Even worse, while fans are rediscovering Aaliyah’s hits, the singer is a central figure in R. Kelly’s trial in Brooklyn, New York, where he is accused of leading a criminal network engaged in the abuse of underage girls. As part of the case, the prosecution revealed evidence claiming that Aaliyah was just 12 when she met R. Kelly and that he married her at 15 so that she could get an abortion. He allegedly orchestrated a bribe for a government official to make a fake ID to change Aaliyah’s age to 18 on the marriage license.
The fact that the R. Kelly trial is transpiring as Aaliyah’s music hits streaming services is a reminder of how we failed Aaliyah, what could have been done to guard her from someone like R. Kelly, and what we normalized as part of her story.
As much as Aaliyah’s story is about her musical ability, her charisma, her beauty and how she captured the hearts of a generation, it is also about perseverance, resilience and triumph in the face of tragedy and victimization that could have ruined her. While Aaliyah’s ability to overcome is a testament to her greatness, it’s also a reminder of how we, and the people around her, continued to fail her by enabling R. Kelly to continue his career unabated, allowing that cognitive dissonance and reframed narratives so we could keep dancing to his music as his brutality loomed over Aaliyah’s career.

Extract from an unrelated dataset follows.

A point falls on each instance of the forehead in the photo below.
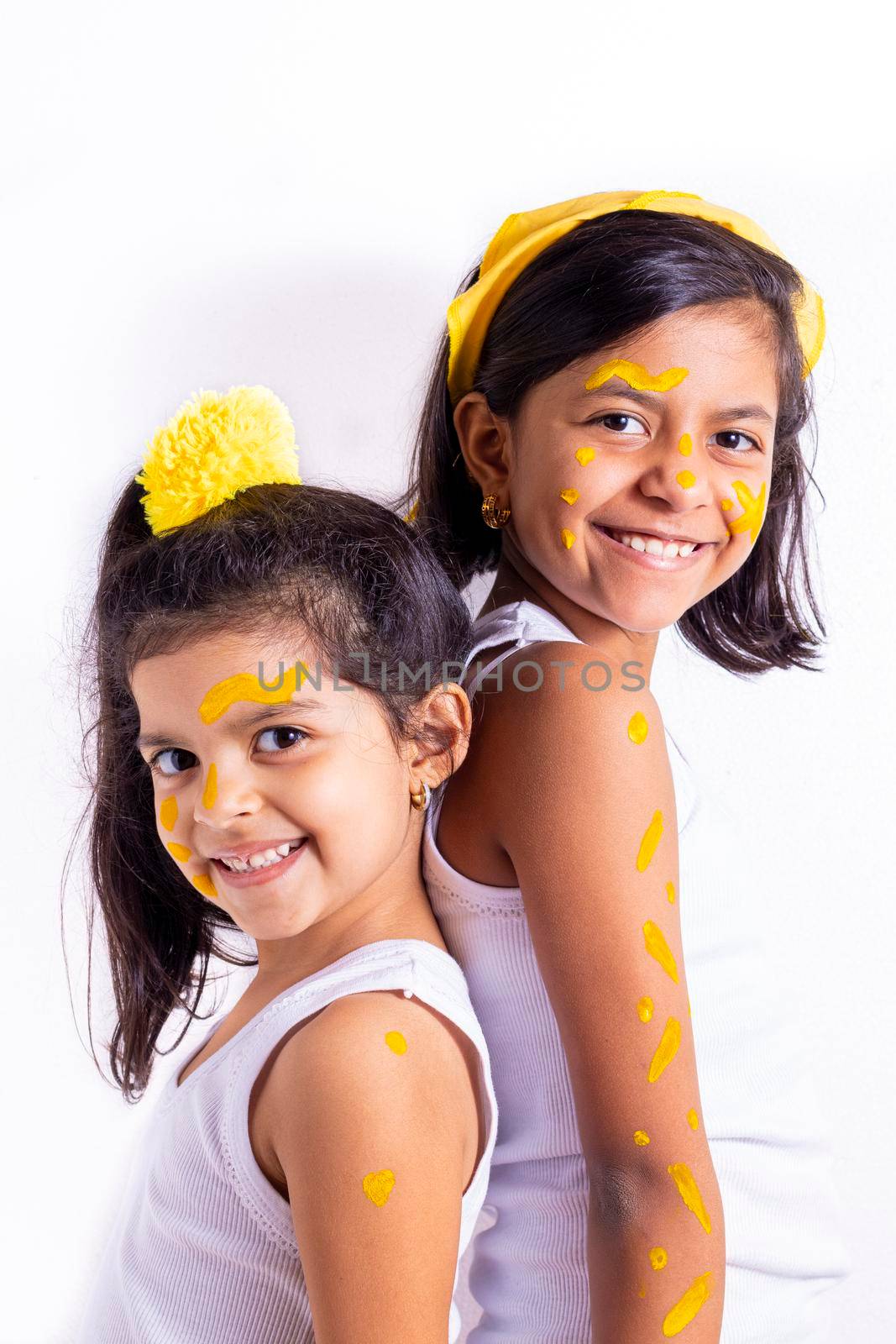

How so much of Aaliyah’s adult life was spent pressing through and being stronger than she should have been. How, at her peak, she was taken away. And how, even in death, she’s the center of controversies through no fault of her own.
We can celebrate her music for the first time in a decade with the wide-eyed excitement we had listening to her 20 years ago. But we should absorb the entirety of her legacy with an eye to the future and what we can do to make sure more stories get told with the truth, grace and love of which Aaliyah deserved more than the rest of us were willing to give.